L’Ecume des jours (Michel Gondry, 2013)

Deuxième adaptation de l’histoire d’amour tragique entre Colin et Chloé, qui prouve que Michel Gondry et Boris Vian étaient faits pour se rencontrer. La veine surréaliste du livre est mise en valeur par les inventions artisanales loufoques du réalisateur de Eternal Sunshine of the Spotless Mind, qui envisage son film comme une quête esthétique, où il s’agit de trouver des équivalences visuelles aux idées folles du poète et de faire ressentir au spectateur du 21ème siècle la modernité que symbolisait ce livre quand il fut publié en 1947. Le casting (Audrey Tautou, Romain Duris, Gad Elmaleh, Omar Sy…) joue le jeu et contribue à l’audace d’un film inclassable.

 

Collection Rue des Ravissantes : Boris Vian fait son cinéma (collectif, 2014)
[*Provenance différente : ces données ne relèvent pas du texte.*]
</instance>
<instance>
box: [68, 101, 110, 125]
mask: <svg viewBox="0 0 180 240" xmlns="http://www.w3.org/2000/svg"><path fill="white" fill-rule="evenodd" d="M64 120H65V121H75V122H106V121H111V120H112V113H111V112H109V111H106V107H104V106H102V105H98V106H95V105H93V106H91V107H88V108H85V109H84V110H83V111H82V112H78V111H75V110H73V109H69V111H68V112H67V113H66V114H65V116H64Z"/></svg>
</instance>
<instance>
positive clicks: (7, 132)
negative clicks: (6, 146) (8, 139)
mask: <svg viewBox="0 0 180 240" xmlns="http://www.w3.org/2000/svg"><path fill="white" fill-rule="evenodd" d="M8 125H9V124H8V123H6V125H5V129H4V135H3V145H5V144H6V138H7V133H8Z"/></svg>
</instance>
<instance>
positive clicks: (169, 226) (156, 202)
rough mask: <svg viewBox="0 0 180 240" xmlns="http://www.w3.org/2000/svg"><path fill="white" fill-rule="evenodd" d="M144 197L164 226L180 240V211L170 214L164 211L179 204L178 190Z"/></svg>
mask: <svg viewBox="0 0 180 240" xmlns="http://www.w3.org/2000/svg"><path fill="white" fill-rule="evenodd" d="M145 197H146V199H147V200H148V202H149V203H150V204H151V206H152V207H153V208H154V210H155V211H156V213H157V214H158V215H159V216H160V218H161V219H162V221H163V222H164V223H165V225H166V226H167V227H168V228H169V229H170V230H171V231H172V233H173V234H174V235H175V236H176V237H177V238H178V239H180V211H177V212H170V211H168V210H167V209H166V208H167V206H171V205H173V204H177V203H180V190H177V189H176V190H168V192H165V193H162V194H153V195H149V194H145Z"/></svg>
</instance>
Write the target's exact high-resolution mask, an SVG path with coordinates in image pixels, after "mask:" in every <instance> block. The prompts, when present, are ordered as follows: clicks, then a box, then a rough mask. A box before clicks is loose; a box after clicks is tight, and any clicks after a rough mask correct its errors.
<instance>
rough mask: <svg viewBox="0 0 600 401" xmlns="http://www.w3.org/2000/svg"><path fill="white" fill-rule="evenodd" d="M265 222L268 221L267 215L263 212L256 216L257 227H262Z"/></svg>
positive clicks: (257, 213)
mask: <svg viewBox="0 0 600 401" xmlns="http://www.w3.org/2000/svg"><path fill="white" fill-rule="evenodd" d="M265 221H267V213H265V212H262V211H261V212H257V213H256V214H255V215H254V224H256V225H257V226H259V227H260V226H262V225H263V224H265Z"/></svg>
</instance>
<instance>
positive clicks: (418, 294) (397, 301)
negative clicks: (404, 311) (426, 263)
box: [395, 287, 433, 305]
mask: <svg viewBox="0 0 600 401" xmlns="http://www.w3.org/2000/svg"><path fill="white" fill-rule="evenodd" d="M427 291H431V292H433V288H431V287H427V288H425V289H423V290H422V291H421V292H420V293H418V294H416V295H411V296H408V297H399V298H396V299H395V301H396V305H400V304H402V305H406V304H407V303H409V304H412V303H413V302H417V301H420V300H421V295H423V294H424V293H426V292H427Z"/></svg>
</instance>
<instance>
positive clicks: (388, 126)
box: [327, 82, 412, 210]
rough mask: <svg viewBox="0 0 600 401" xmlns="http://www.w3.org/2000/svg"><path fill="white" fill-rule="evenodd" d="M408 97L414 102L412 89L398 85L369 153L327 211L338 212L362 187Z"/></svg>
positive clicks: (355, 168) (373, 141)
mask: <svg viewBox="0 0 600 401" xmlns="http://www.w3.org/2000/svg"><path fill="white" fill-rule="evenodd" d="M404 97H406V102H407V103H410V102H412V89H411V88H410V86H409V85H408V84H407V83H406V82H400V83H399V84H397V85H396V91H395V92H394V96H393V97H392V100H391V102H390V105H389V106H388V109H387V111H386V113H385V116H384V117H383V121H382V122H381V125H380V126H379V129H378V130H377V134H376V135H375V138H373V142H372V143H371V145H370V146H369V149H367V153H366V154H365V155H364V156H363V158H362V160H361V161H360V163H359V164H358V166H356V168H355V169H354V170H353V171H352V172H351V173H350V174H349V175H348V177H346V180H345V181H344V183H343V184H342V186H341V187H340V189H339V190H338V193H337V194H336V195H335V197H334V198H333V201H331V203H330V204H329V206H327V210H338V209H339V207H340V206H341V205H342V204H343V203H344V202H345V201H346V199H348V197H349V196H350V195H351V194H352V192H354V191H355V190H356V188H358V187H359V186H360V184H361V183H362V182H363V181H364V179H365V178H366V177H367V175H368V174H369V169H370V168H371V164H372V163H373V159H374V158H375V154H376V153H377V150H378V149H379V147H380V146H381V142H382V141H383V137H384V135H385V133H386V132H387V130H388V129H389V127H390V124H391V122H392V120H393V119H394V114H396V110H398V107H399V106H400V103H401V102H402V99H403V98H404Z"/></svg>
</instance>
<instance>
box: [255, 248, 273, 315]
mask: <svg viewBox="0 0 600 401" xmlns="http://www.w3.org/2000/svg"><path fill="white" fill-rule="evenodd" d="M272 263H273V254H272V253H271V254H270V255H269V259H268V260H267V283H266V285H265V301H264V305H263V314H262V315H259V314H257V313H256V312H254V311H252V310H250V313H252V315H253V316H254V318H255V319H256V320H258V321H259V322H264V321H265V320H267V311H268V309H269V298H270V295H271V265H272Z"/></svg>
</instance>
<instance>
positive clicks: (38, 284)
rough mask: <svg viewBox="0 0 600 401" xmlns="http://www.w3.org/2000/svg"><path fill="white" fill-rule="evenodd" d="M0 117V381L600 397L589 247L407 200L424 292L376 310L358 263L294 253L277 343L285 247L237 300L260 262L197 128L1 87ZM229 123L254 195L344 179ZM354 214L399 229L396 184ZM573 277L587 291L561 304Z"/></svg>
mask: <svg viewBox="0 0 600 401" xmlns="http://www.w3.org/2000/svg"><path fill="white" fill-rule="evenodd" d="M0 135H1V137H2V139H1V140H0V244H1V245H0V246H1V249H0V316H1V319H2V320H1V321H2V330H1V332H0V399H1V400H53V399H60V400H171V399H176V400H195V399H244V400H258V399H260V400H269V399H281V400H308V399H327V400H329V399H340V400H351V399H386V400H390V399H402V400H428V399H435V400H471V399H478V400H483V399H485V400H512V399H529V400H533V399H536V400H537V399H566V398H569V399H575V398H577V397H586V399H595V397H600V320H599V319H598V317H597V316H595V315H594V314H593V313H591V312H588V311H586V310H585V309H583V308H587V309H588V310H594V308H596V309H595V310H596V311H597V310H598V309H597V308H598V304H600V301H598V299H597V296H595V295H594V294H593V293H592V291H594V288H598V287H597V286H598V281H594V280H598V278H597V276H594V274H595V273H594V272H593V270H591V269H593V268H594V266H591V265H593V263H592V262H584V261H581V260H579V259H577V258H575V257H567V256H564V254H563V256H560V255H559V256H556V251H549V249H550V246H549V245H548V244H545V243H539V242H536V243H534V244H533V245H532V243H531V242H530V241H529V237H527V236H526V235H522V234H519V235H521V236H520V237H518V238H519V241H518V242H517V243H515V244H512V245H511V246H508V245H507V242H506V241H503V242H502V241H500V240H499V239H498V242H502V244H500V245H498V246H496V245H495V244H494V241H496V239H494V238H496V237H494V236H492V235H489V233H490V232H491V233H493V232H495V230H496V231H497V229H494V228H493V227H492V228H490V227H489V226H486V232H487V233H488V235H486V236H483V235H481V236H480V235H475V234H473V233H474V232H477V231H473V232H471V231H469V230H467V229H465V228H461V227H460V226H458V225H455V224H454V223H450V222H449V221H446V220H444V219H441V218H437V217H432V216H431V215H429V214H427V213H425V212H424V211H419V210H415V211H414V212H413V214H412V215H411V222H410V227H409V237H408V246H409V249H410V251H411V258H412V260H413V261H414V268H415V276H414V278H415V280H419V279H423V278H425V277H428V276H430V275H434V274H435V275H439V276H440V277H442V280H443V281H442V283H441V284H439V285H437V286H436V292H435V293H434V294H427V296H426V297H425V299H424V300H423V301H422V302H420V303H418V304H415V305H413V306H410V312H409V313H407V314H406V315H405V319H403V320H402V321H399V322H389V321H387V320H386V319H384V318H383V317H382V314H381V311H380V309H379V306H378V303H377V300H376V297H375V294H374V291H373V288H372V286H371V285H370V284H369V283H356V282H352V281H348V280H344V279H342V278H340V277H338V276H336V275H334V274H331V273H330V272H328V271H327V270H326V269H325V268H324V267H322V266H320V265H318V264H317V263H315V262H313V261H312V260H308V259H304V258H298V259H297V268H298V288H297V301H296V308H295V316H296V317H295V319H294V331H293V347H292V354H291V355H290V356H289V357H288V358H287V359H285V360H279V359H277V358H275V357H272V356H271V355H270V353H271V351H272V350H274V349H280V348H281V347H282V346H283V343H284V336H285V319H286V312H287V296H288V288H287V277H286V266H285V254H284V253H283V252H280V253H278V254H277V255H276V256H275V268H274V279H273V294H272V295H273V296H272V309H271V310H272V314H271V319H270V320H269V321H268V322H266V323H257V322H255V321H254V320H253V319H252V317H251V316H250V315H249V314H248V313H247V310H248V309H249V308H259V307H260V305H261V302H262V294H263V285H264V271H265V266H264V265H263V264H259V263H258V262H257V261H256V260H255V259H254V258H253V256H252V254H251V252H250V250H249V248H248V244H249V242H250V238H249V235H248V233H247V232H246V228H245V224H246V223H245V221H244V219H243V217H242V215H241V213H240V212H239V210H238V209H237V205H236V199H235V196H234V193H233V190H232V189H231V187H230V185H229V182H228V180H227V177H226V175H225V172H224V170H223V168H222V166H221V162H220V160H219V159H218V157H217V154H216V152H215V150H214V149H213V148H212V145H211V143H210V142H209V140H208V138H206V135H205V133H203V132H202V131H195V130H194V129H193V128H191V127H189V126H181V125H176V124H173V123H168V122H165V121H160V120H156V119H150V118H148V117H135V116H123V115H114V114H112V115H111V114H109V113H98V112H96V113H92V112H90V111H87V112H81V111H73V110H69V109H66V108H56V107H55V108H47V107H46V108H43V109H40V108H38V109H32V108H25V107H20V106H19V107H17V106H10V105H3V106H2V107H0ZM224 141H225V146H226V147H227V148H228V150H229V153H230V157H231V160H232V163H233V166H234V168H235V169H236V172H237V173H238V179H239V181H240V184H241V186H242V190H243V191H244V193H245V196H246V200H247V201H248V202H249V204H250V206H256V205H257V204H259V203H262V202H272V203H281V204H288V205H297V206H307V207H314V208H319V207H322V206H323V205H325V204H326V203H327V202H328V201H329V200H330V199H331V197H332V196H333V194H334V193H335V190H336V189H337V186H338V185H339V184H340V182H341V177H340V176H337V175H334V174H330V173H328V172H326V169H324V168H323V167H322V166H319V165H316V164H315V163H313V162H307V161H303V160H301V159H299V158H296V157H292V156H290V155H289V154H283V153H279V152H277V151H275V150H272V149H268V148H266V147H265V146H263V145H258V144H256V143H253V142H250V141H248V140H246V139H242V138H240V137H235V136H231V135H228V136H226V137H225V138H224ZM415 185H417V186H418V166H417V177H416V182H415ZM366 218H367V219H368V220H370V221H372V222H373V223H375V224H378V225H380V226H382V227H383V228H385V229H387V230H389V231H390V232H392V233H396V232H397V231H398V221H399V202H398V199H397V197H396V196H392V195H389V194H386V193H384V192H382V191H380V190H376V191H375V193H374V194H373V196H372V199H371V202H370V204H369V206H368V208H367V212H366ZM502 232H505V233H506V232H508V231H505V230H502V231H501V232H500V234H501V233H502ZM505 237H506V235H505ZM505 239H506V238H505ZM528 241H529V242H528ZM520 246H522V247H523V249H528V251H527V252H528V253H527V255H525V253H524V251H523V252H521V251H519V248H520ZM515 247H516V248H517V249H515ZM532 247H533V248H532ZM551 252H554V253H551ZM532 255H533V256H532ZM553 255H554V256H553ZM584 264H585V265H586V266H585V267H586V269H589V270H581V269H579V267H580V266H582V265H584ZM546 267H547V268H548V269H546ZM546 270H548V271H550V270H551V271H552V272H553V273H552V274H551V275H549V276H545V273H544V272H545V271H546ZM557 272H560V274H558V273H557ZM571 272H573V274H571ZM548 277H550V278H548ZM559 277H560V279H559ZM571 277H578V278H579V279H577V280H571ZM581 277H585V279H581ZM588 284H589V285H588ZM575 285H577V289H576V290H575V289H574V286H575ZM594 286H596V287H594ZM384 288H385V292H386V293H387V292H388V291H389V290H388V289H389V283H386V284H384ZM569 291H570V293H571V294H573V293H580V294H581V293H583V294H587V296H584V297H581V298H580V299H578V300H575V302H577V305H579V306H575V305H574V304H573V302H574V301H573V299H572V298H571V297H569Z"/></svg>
En 1977, l’éditeur Christian Bourgois avait réuni plusieurs scénarios de courts métrages non réalisés, écrits par Boris Vian, dans le recueil Rue des Ravissantes. En 2015, cinq de ses scénarios furent adaptés dans une collection de courts métrages diffusés sur France 2 et France 3 : L’Autostoppeur, par Julien Paolini, Notre Faust, par Elsa Blayau et Chloé Larouchi, De quoi je me mêle, par Pablo Larcuen, Le Cowboy de Normandie, par Clémence Madeleine-Perdrillat, et Rue des Ravissantes, par Anne-Laure Daffis et Léo Marchand. Chaque film court était accompagné de la reprise d’une chanson de Vian (par Julien Doré ou Alex Beaupain, par exemple). Cocasse, mélancolique, farfelu, jazzy, grinçant… Très différents les uns des autres, ces films illustraient chacun une facette différente d’un artiste protéiforme.